Draw probabilities will never exceed 0.5 since there is always some uncertainty.

### Predicting Ranks¶

We can go even more fine grained and predict the ranks of the teams. This is useful if you want to match the lowest ranked teams with the highest ranked teams allowing you to quickly eliminate weaker players from quickly from a tournament.

```
p1 = model.rating(mu=34, sigma=0.25)
p2 = model.rating(mu=34, sigma=0.25)
p3 = model.rating(mu=34, sigma=0.25)
p4 = model.rating(mu=32, sigma=0.5)
p5 = model.rating(mu=32, sigma=0.5)
p6 = model.rating(mu=32, sigma=0.5)
p7 = model.rating(mu=30, sigma=1)
p8 = model.rating(mu=30, sigma=1)
p9 = model.rating(mu=30, sigma=1)
team1, team2, team3 = [p1, p2, p3], [p4, p5, p6], [p7, p8, p9]
rank_predictions = model.predict_rank([team1, team2, team3])
print(rank_predictions)
```

It will produce the rank and the likelihood of that rank for each team:

```
[(1, 0.5043035277836156), (2, 0.3328317993957732), (3, 0.16286467282061112)]
```

Warning

The sum of the probabilities of the ranks and the draw probability no longer equal 1.0 from `v6`

onwards.

## Picking Models¶

The models are all very similar, but some are more efficient and more accurate depending up on the specific use case.

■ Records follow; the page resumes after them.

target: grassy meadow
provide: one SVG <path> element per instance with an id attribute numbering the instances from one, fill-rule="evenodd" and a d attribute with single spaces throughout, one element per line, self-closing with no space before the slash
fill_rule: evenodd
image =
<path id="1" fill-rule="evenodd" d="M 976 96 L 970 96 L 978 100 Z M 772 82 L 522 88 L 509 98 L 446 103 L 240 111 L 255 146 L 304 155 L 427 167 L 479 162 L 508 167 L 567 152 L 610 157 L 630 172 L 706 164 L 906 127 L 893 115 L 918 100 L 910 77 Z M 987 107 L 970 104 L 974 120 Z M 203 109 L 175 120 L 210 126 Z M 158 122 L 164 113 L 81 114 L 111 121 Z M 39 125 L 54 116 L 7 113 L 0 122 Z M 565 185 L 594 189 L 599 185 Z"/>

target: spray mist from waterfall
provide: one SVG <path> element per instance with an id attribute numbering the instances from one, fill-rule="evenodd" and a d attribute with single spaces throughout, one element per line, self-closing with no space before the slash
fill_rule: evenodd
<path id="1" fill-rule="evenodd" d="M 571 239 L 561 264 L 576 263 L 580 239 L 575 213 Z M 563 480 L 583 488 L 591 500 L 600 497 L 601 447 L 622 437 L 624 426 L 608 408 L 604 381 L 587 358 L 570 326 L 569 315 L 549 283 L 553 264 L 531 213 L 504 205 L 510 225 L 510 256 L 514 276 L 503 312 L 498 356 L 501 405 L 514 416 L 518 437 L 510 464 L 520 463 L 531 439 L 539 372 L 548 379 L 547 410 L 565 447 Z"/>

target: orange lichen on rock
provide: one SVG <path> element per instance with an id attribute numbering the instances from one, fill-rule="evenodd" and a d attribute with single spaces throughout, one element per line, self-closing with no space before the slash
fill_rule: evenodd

There are currently 5 models:

`Part`

stands for partial paring and is a reference to how ratings are calculated underneath the hood. Suffice to say
the partial pairing models are more efficient, but less accurate than the full pairing models. The `PlackettLuce`

model is a good balance between efficiency and accuracy and is the recommended model for most use cases.